Anayasa Mahkemesi'ne yapılan başvuruda mahkemenin evrensel hukuka aykırı biçimde dosyanın "zaman bakımından yetkisizlik nedeniyle kabul edilemez" olduğuna karar verdiğini belirten Efe, "Gayrettepe Siyasi Şube'de kaybedilen Nurettin Yedigöl'ün akıbetini açığa çıkarmak ve bilinen faillerini yargılamak adli makamların sorumluluğundadır. Kaç yıl geçerse geçsin, Nurettin Yedigöl için, tüm kayıplarımız için adalet istemekten, devletin evrensel hukuk normları içinde hareket etmek zorunda olduğunu hatırlatmaktan vazgeçmeyeceğiz" dedi.
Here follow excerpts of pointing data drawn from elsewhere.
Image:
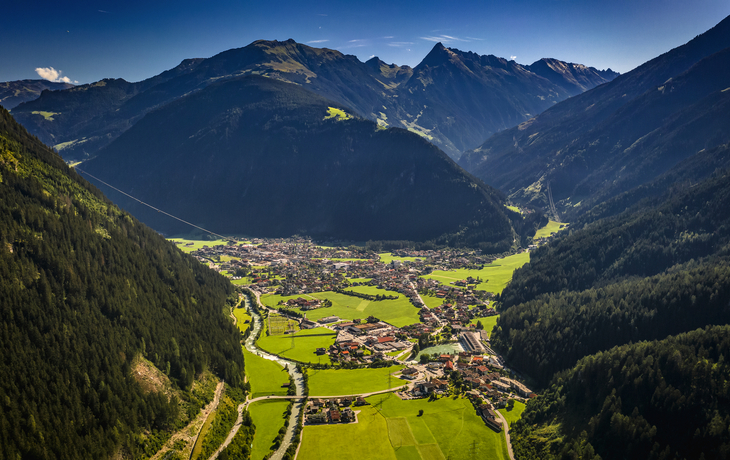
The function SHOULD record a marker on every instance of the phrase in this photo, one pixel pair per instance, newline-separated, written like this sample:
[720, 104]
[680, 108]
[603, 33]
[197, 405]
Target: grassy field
[514, 414]
[388, 257]
[278, 324]
[391, 428]
[300, 346]
[496, 274]
[549, 229]
[398, 312]
[268, 418]
[488, 322]
[241, 318]
[331, 382]
[265, 377]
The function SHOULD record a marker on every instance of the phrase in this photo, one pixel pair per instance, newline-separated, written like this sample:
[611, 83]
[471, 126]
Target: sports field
[398, 312]
[549, 229]
[300, 346]
[335, 382]
[268, 418]
[497, 274]
[265, 377]
[391, 428]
'TARİHİN BELLEĞİNİ YOK EDEMEYECEKSİNİZ'
Yedigöl'ün işkence gördüğüne dönük görgü tanıklarından biri olduğunu kaydeden Ümit Efe, o dönem işkencehane olarak anılan Gayrettepe karakolunun kentsel dönüşüm planıyla yıkılmasına işaret etti. Efe, "Kanıtları yok etmeye çalışabilirsiniz ama o sessiz çığlıkları ve tarihin belleğini yok etmeniz mümkün olmayacak" ifadelerini kullandı.
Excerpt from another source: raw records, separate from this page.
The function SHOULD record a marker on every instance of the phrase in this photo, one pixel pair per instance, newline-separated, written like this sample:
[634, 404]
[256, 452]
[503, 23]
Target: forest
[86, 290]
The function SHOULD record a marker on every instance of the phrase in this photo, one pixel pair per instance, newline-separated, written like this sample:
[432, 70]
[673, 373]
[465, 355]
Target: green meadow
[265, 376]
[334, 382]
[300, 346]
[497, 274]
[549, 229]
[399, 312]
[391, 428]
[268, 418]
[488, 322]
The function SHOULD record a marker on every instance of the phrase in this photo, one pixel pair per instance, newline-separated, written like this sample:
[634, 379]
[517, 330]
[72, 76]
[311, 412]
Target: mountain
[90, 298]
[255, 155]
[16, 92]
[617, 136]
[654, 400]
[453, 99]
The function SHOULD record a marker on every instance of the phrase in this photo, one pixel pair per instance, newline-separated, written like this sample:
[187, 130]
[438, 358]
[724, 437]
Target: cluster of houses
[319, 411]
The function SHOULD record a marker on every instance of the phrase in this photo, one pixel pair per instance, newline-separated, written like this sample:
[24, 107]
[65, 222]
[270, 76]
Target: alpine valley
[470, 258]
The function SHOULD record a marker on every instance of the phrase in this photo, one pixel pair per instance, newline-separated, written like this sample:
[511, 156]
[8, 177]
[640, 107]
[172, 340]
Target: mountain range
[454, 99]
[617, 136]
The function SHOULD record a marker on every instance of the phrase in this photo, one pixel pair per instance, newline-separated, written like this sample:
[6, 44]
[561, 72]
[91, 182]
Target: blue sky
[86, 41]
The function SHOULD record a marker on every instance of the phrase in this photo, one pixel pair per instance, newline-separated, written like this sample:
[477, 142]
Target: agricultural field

'TEK BEKLENTİMİZ BİR MEZAR YERİYDİ'
Nurettin Yedigöl'ün kardeşi Muzaffer Yedigöl, 43 yıldır başvurmadıkları yer kalmadığını söyleyerek, tek beklentilerinin bir mezar yeri olduğunu vurguladı. "Anneme söz vermiştim, kemiklerini mezarına getireceğim, sen rahat uyu diye. Ama maalesef ki bu hükümetten artık beklentimiz kalmadı, bu ülkede beklentimiz kalmadı" dedi.

Bu mücadelenin peşini hiçbir zaman bırakmadıklarını ve bırakmayacaklarını vurgulayan Yedigöl, kendilerinden sonraki neslin de bu mücadeleyi sürdüreceğini söyledi.

Eylem, bariyerlerle çevrili Galatasaray Meydanı'na karanfillerin atılmasıyla son buldu.